When asked, Lantz said that there was no department-wide policy about unionization, nor any plans to establish one.

“We just started this conversation internally about how should we be participating in this conversation [and] how should we be using the structure of our institution and our authority to be ‘think-fluencers’ in this space,” he said. “So yes I don’t think we know yet exactly how to best go about that.”

The way Game Center professors talk about unions in the classroom raises questions regarding career prep.

“It’s not ever talked about and like really like detail like ‘this is what it’s like to work in a company,” said Flan Falacci, a senior in Game Design. “As much as I feel like we get a pretty in-depth coverage of how to ask someone who works at a company to lunch and how to squeeze your way into getting a job, they don’t talk a lot about like—what are the overall working conditions of the industry?”

Lantz defended NYU’s approach to training, which focuses on the capital-A Artist more-so than the capital-P Professional. “If you are building the skills necessary to be an independent developer then by definition you are also a really desirable candidate as an employee in a studio,” he said. “The opposite is not always the case.”

Falacci is a proponent of the artist-focused vision of the Game Center, but said that some of their fellow students don’t feel the same way.

“Most game design programs are very much focused on jobs, they’ll kind of train you into a role,” Falacci said. “But NYU tried to do something different, they became more focused on like being these video game auteurs, which is really artistically interesting, but there’s definitely been like a lot of contention among the students, because a lot of them feel like they weren’t prepared.”

Lantz, and NYU as a whole, make the argument that preparing better artists also prepares better professionals. And while that might be true, the students of the Game Center are not seeing that equivalence.

“They’re between a rock and a hard place right now,” Falacci said. “They have a student population that wants this specific kind of training and that wants this job preparation…[and] the students at the game center all want different things.”

Both Clark and Lantz spoke about ways to straddle the line between equipping industry professionals and creative artists, while not overloading students with work.

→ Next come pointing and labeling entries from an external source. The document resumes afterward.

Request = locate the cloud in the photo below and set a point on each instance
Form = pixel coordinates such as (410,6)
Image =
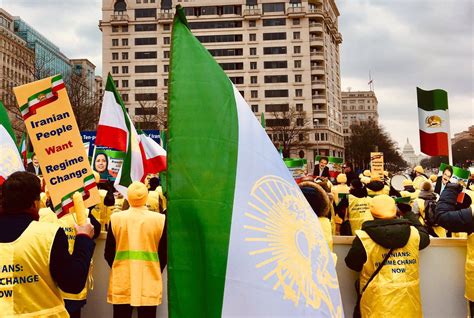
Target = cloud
(407,44)
(72,25)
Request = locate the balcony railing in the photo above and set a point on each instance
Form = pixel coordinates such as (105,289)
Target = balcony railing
(119,18)
(252,12)
(296,11)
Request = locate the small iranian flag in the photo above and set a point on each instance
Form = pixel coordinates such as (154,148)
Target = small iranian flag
(433,120)
(10,160)
(115,130)
(243,241)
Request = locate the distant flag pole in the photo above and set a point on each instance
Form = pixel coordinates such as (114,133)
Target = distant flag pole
(371,82)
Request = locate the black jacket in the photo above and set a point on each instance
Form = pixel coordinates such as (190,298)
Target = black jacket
(324,174)
(387,233)
(62,264)
(449,215)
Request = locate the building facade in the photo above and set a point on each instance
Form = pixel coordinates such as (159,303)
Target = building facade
(49,60)
(358,106)
(280,55)
(16,62)
(86,70)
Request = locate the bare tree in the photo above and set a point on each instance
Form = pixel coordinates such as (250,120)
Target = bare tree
(83,100)
(288,128)
(151,115)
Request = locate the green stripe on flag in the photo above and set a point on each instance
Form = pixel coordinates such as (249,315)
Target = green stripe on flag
(436,99)
(5,122)
(136,256)
(202,161)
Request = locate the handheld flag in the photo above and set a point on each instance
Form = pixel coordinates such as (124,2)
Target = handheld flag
(433,118)
(10,160)
(244,242)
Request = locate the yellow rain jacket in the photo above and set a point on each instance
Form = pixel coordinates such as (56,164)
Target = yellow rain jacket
(395,291)
(135,277)
(28,289)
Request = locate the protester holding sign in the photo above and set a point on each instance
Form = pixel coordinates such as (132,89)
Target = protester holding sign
(132,250)
(34,256)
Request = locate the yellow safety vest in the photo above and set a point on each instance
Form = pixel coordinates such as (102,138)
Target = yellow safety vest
(395,291)
(440,231)
(135,277)
(102,212)
(27,288)
(385,190)
(327,232)
(67,223)
(469,269)
(418,181)
(358,212)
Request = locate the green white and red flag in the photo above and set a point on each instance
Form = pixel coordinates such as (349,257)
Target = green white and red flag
(116,131)
(433,120)
(243,241)
(10,160)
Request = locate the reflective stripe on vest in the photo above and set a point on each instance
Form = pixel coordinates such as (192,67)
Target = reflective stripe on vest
(136,256)
(135,277)
(27,287)
(395,291)
(358,212)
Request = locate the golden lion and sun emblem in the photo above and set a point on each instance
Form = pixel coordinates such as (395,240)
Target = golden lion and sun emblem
(288,244)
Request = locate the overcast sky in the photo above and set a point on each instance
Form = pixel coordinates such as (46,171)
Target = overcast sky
(404,43)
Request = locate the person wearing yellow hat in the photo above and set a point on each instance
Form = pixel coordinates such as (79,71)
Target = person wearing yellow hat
(340,188)
(135,250)
(420,204)
(354,209)
(39,252)
(386,253)
(420,177)
(377,187)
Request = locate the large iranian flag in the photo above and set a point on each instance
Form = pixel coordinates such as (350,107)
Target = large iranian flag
(433,120)
(243,241)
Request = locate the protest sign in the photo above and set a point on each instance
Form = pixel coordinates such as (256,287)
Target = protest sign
(54,134)
(376,164)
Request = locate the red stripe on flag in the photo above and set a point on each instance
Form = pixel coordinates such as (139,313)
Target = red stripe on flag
(434,144)
(111,137)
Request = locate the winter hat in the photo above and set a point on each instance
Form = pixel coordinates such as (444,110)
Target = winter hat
(426,186)
(96,176)
(341,178)
(365,180)
(137,194)
(316,196)
(383,207)
(419,169)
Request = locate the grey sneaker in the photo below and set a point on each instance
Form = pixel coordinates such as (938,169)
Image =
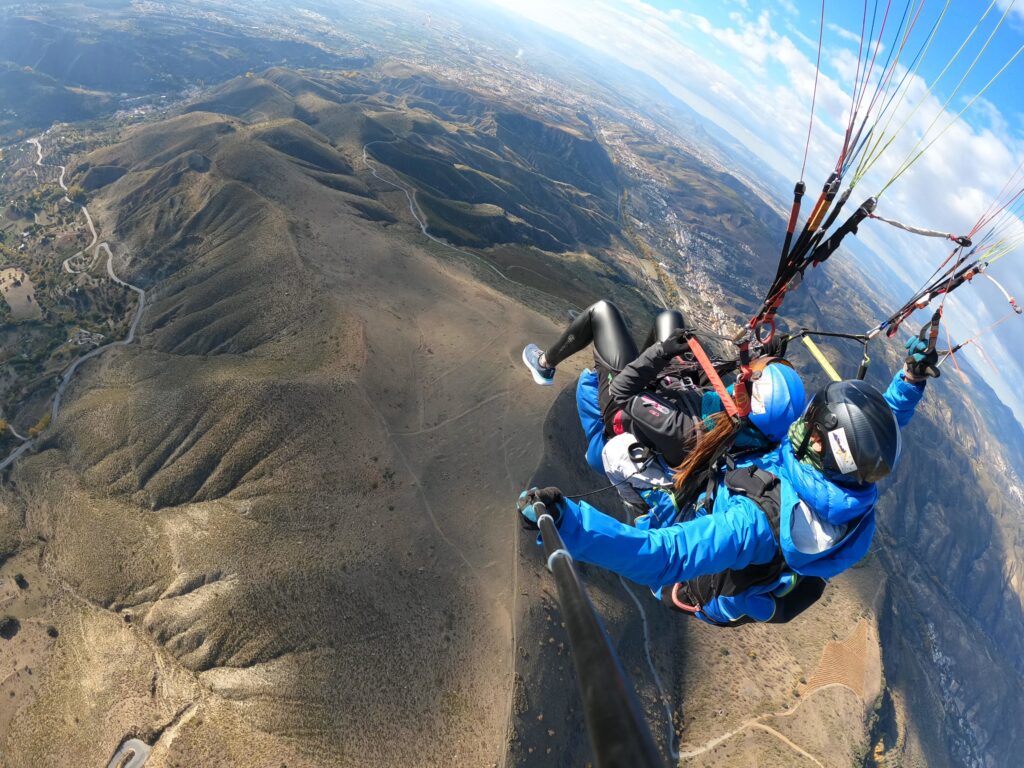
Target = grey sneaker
(531,356)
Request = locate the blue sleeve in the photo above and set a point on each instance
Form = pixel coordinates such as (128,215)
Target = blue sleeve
(903,397)
(589,410)
(732,538)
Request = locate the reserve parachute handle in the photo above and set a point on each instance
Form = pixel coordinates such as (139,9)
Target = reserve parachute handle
(619,735)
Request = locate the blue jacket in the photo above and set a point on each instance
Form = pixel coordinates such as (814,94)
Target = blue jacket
(658,553)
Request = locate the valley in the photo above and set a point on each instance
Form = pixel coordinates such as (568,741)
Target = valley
(265,427)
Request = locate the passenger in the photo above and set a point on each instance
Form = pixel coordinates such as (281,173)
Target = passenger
(761,545)
(644,413)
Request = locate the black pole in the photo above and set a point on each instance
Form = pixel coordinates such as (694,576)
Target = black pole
(617,731)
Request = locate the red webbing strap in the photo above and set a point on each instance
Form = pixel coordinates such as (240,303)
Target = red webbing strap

“We have had, in the past, the idea of a class that tries to simulate working in a large team,” Clark said. “[Where] everyone’s working on a big project and there’s a sort of top down coordination…But I think we concluded that that kind of experience is not necessarily that valuable.”

But that assessment hasn’t stopped the Game Center from talking about projects that do give students a larger mainstream company experience. One idea was a program similar to Drama’s Artist in Residence productions (like last fall’s “Safety Net”).

“[It’s] where we invite a person who is an established creative from the industry and they come in and they run a project and it’s their game,” Lantz said. “They’re the creative director and they have a team of students that work under them.”

How Lantz—and the Game Center as a whole—find a balance of artistic immersion and professional preparation will be a long process, and that’s not unique. This is a process that every department in Tisch goes through. In Drama or Film/TV or Game Design, Tisch often finds its curriculum stuck between artistic immersion and professional preparation. Lantz, however, remains confident.

“Trying to find that balance within the program is important,” he said. “And we do that in conversation with the students.”